I haven't had time to go back and read all of our conversations but I've gotten a few more answers. Regarding the cabling being symmetrical, I meant resistance by using the same length of cabling and gauge regardless of physical location. I talked to a few RV places here and one confirmed that they have used multiple relays in parallel instead of a larger one. I know that there is what is ideal but then there is reality for me in terms of what I have to spend. I have tons of the square and rectangular Ford relays, 30/40 and 20a respectively. The Highest current draw will be when welding which I don't expect more than 50 amps through each battery (3 batteries per bank, 2 banks in series, 150a welding current). The plan now is to use at least 4 of the 30/40a relays per battery so that each one is operating away from it's limit and so that multiple relay failures will not make the system fail. A single relay should be more than sufficient for normal loads considering when run as a 12v bank I will have twice the capacity which cuts the current draw in half.

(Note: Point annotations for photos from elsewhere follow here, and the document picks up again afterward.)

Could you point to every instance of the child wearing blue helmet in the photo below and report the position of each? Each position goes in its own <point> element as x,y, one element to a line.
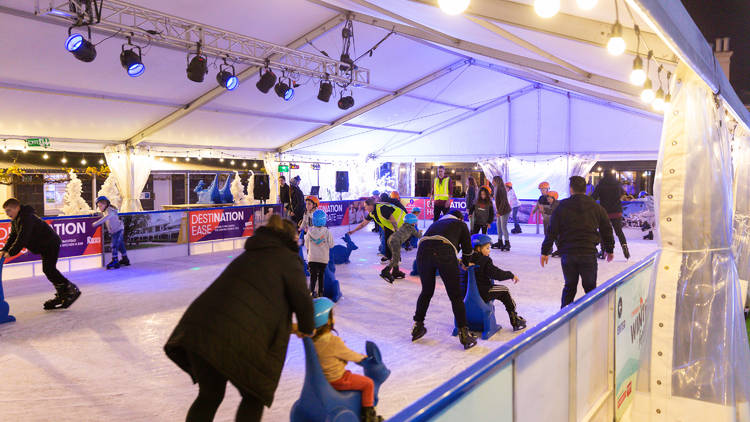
<point>485,271</point>
<point>319,241</point>
<point>406,231</point>
<point>333,355</point>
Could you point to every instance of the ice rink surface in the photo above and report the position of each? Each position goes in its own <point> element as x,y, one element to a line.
<point>102,359</point>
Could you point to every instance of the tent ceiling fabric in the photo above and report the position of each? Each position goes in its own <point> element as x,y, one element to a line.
<point>74,100</point>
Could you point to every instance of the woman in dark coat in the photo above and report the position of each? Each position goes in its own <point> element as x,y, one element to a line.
<point>238,329</point>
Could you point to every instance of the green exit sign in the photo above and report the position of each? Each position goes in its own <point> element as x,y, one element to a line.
<point>37,142</point>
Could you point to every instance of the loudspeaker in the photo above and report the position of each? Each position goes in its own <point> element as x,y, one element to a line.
<point>342,181</point>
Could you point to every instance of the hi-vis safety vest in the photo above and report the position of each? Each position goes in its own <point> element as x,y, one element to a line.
<point>398,215</point>
<point>440,189</point>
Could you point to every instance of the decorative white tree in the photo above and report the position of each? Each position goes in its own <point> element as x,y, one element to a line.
<point>110,190</point>
<point>238,190</point>
<point>73,202</point>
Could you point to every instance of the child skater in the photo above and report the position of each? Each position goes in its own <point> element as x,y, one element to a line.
<point>116,231</point>
<point>485,271</point>
<point>333,356</point>
<point>406,231</point>
<point>319,241</point>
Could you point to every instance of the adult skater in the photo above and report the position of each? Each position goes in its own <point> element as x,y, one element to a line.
<point>238,329</point>
<point>29,231</point>
<point>437,252</point>
<point>442,187</point>
<point>609,192</point>
<point>576,226</point>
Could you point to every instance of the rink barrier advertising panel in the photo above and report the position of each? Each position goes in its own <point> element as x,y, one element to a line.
<point>79,237</point>
<point>576,347</point>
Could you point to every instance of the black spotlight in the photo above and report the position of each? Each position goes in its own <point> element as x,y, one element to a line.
<point>325,91</point>
<point>266,81</point>
<point>197,68</point>
<point>345,103</point>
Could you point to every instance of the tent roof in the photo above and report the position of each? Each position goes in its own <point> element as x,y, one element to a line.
<point>433,72</point>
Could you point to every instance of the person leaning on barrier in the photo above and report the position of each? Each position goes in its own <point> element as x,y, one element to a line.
<point>576,226</point>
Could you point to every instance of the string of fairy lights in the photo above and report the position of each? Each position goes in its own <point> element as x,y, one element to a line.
<point>654,92</point>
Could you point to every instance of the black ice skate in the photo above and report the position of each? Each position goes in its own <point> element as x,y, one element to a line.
<point>466,338</point>
<point>517,321</point>
<point>418,331</point>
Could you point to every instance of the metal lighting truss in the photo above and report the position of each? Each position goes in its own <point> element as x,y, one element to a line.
<point>172,31</point>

I'm not sure how I want to have everything triggered to be somewhat automated but I'll figure that part out. I will either use a push button or a latching relay to control the disconnecting relays so no electricity is wasted unnecessarily. I was thinking about the consequences of having both the vehicle alternator and the generator hooked up and powering at the same time. This seems very similar to when you jump a car, there are 2 complete electrical systems tied together. From my understanding most of the potential damage caused to equipment hooked up is from making and breaking connections while there is a load which is why for welding, I'll isolate the loads from the bank first and then rearrange the bank for 24v. So as it stands, equal path resistance, individual disconnects for each battery, individual fuses for each battery. I'm going to work on a circuit diagram as soon as I finish figuring out what triggers etc I want to control the system. On a side note, I'm considering replacing the stock alternator in the van with a Ford 3G just like I have for the generator and my mustang. I figure the redundancy will be good in the event that I have one die.